D’autre part, plus l’arc est long, moins il se courbe quand on l’arme et moins il risque d’atteindre ses limites d’élasticité. On peut potentiellement le contraindre davantage, gagnant alors encore en puissance. C’est pourquoi l’arc anglais est particulièrement long : il se déforme moins, donc il perd moins ses caractéristiques avec le temps, risque moins de se briser et gagne encore en portée.
Grandeurs physiques
La puissance d’un arc se mesure en livres pour 28 pouces d’allonge (71 cm), correspondant à une masse qu’il faudrait attacher à la corde d'un arc horizontal pour la tendre d'autant. Il s'agit en physique d'une force et non d'un poids. Traditionnellement toutes les mesures d'archerie sont en mesures impériales. Pendant la guerre de Cent Ans, où les archers étaient particulièrement entraînés, les arcs nécessitant pour être bandés une force de 120 à 130 livres (soit 530 à 580 newtons ou 50 à 60 kilogrammes-force) étaient particulièrement répandus : les arcs retrouvés sur la Mary Rose nécessitent une force de 80 à 180 livres (350 et 800 newtons).

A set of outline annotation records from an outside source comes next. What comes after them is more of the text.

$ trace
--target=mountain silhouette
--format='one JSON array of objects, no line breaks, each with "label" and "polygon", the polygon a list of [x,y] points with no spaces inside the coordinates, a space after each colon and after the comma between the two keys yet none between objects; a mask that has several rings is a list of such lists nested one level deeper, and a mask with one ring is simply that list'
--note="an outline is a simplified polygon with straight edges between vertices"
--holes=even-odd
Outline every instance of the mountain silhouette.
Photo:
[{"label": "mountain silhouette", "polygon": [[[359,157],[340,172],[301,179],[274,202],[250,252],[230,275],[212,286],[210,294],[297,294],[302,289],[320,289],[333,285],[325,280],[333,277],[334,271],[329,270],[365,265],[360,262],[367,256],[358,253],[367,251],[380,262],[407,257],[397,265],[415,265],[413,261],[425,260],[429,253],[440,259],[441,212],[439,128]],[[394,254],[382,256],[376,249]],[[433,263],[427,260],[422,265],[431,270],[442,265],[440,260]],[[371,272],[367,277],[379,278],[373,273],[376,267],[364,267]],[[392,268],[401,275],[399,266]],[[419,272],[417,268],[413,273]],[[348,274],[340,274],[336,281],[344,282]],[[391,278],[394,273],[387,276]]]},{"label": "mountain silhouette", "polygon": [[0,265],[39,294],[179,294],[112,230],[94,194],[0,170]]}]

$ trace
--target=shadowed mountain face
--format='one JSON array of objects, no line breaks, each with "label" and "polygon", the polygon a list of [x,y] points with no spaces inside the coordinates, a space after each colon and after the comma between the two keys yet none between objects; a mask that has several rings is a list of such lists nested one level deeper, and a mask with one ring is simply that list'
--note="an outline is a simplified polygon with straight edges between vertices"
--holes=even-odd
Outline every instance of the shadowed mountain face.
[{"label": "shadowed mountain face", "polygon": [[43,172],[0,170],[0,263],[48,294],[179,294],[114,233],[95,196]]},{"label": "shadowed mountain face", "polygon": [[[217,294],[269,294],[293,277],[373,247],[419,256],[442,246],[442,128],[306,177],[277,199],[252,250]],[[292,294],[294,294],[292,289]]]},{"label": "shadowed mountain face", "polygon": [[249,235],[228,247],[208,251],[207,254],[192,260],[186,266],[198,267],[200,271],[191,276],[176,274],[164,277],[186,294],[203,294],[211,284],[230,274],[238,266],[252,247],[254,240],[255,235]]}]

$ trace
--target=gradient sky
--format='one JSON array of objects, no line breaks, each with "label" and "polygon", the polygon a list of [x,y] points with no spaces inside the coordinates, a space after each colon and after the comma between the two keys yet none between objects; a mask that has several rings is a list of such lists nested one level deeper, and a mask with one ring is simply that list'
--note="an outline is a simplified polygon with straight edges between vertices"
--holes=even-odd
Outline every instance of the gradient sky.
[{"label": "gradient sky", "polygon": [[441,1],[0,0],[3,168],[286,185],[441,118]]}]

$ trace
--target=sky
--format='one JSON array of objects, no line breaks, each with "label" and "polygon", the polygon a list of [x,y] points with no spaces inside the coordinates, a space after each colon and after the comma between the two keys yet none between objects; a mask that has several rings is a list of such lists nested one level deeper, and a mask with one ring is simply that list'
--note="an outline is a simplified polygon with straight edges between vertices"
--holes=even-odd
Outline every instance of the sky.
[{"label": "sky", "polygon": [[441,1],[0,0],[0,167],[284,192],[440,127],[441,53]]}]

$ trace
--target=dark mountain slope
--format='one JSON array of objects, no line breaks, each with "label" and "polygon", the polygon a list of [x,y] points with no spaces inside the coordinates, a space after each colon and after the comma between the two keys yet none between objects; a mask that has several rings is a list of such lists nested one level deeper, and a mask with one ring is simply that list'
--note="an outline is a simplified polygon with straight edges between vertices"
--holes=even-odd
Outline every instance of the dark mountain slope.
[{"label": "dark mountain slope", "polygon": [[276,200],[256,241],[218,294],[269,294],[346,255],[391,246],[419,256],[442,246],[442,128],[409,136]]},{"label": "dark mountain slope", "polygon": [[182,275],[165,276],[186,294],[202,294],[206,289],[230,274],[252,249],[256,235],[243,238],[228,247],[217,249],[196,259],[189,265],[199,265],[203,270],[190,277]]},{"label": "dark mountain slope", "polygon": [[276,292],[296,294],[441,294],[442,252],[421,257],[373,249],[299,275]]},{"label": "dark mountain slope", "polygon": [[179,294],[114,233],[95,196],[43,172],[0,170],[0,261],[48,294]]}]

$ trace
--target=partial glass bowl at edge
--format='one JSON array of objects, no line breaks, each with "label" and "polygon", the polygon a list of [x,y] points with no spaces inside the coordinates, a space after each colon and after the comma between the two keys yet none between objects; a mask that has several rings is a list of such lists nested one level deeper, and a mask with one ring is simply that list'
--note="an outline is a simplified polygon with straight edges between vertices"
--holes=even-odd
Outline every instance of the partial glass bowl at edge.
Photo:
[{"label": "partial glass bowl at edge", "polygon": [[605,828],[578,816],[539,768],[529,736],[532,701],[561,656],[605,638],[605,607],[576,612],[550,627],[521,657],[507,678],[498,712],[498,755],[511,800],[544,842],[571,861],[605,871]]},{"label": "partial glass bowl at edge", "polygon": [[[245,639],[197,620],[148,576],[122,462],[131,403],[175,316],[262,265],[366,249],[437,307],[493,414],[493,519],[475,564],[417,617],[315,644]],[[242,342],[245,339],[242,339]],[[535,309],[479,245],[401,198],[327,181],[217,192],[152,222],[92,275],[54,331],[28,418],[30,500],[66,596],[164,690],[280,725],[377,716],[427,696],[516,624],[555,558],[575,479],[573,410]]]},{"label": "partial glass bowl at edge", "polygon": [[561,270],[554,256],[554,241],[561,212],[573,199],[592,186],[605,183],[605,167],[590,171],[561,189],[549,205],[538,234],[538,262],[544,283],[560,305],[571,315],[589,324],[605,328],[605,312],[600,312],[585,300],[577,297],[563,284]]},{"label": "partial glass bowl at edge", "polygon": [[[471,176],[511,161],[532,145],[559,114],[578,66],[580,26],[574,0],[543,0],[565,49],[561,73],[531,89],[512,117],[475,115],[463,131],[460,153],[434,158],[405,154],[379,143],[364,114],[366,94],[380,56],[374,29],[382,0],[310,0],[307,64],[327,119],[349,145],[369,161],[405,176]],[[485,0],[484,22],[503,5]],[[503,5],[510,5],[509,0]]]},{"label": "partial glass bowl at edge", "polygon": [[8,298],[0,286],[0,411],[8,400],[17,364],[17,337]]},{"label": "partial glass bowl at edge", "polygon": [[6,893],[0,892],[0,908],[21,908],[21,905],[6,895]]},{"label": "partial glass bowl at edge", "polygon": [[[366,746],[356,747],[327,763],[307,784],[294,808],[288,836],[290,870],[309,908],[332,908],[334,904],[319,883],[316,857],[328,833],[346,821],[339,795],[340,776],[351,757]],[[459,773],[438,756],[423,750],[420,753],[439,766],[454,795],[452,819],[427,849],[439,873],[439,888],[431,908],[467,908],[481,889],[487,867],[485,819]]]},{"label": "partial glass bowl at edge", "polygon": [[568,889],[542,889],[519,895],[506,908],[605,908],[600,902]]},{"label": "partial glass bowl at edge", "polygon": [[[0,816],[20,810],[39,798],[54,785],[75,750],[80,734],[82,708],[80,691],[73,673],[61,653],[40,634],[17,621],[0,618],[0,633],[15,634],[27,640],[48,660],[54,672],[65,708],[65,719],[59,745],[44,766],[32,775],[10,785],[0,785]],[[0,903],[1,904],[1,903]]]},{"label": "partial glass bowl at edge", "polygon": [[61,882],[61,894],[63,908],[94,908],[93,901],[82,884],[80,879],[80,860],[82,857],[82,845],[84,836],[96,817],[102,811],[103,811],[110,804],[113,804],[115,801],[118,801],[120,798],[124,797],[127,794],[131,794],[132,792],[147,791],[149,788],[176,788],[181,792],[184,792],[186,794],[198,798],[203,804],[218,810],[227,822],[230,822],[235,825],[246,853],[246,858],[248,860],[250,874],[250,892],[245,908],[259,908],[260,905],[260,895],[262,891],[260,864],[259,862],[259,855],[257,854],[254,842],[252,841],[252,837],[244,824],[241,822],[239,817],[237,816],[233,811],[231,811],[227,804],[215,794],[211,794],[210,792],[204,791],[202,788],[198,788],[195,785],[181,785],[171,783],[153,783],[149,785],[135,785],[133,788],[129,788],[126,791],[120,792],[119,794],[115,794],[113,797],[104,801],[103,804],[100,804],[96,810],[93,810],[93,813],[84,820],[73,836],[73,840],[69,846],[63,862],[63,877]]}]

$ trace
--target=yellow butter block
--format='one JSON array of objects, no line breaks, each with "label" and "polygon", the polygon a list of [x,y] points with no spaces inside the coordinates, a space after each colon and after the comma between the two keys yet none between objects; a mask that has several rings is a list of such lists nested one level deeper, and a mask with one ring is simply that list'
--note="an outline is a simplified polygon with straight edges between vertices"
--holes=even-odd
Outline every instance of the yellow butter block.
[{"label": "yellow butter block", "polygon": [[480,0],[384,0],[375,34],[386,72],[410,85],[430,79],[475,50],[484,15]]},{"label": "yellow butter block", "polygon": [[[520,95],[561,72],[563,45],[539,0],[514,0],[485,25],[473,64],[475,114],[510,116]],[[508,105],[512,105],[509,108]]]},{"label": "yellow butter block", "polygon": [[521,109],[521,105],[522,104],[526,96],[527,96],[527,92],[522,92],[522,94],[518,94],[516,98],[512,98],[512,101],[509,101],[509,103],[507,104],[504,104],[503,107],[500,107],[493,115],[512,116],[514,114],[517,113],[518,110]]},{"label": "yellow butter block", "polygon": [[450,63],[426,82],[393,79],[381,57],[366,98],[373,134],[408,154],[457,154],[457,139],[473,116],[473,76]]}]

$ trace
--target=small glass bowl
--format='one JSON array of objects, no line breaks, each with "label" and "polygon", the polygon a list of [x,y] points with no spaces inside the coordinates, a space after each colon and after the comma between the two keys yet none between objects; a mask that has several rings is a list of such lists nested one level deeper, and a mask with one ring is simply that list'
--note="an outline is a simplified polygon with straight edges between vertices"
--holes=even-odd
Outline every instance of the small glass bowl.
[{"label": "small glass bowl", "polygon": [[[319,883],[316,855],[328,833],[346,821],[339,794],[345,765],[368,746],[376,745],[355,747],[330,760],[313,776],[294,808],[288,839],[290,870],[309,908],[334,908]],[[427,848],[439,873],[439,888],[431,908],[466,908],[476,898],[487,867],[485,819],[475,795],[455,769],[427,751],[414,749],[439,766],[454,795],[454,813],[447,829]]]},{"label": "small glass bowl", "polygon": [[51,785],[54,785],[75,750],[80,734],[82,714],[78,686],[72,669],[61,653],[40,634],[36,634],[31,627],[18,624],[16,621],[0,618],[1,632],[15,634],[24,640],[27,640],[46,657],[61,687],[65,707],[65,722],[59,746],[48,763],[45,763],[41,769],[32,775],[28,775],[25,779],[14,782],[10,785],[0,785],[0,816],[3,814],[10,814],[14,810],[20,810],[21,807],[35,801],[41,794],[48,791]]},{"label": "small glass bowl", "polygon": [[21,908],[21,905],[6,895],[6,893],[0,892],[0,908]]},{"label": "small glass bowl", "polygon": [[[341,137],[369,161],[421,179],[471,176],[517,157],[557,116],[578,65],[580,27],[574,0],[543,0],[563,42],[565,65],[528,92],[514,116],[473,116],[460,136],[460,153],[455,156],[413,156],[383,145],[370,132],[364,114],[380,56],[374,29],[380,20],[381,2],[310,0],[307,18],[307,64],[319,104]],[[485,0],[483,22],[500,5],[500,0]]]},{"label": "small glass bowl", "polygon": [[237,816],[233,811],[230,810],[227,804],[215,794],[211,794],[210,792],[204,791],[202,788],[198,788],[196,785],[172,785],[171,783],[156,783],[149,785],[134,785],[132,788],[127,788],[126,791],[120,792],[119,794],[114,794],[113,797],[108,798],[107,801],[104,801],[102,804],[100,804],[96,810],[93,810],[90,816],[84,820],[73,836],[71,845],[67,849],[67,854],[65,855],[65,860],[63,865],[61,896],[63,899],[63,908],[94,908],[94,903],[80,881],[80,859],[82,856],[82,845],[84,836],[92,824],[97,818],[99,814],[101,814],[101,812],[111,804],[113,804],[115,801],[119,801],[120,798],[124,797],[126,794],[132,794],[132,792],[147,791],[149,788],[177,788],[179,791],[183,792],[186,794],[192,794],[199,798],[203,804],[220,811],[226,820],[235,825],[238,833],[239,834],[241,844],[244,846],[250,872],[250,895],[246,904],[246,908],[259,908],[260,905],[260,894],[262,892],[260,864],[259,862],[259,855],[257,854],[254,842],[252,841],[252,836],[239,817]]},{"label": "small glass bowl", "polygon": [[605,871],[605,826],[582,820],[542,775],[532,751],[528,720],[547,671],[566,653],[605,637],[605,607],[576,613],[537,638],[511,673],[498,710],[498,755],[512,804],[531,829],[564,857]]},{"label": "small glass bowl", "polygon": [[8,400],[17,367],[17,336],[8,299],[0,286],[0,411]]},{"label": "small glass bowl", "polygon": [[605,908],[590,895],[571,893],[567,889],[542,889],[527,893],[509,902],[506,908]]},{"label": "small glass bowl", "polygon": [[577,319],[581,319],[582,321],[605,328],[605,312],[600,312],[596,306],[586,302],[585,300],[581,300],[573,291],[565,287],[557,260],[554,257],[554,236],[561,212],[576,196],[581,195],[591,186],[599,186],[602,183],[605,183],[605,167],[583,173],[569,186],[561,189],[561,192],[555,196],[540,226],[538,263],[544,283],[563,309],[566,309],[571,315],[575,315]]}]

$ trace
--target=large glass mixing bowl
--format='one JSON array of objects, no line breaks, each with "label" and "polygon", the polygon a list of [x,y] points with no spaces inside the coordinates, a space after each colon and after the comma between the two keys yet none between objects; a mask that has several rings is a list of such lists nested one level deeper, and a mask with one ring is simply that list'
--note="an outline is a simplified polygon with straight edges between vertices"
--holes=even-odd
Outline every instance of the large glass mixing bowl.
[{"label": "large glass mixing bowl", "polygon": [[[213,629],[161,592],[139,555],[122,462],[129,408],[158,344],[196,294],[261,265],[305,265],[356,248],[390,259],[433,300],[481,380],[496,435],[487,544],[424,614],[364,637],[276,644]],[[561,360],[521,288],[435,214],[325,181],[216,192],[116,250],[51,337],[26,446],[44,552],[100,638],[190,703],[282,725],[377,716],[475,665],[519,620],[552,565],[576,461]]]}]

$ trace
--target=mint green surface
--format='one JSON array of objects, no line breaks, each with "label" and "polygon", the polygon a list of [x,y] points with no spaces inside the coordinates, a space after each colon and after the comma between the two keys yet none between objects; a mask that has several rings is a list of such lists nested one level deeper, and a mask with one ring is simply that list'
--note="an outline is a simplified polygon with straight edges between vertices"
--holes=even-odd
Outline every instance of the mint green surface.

La vitesse des flèches est initialement d’environ 55 m/s (200 km/h) et chute à 36 m/s (130 km/h) à 200 m. Pour une flèche de 70 grammes l'énergie cinétique initiale à cette vitesse est de l'ordre de 110 joules, et la quantité de mouvement de 3,9 kg∙m∙s-1, ce qui équivaut à une impulsion de même valeur fournie par tireur soit 3,9 N∙s (Newtons.seconde). Le temps d'impulsion peut être estimé à 0,025 secondes (0,71 mètre parcouru à la vitesse moyenne de la moitié de la vitesse finale, soit 27,8 m∙s-1) et la force moyenne appliquée à la flèche pendant cette impulsion de 155 Newtons. La puissance développée par l'arc pendant le tir est de l'ordre de 4 200 Watts.
Portée
Leur portée est estimée entre 165 et 228 mètres, bien qu’une réplique d’un des arcs trouvés à bord du Mary Rose ait tiré une flèche de 53,6 grammes à 328 mètres et une flèche de 95,9 grammes à 249,9 mètres,. Les flèches sont cependant incapables de percer une armure de plaques à cette distance. Elles sont efficaces contre les cottes de mailles quand la distance est inférieure à 100 mètres et contre les armures de plaques en deçà de 60 mètres.
Origines
L’arc long aurait été connu en Écosse dès 2000 avant J.-C., mais il a été introduit au Pays de Galles lors d’un raid viking en 600. Les premières traces d’utilisation de cette arme par les Gallois datent de 633. Osric, neveu d’Edwin, roi de Northumbrie, fut tué par une flèche tirée d’un arc long gallois durant une bataille contre les Gallois, presque six siècles avant son attestation en tant qu’arme militaire en Angleterre.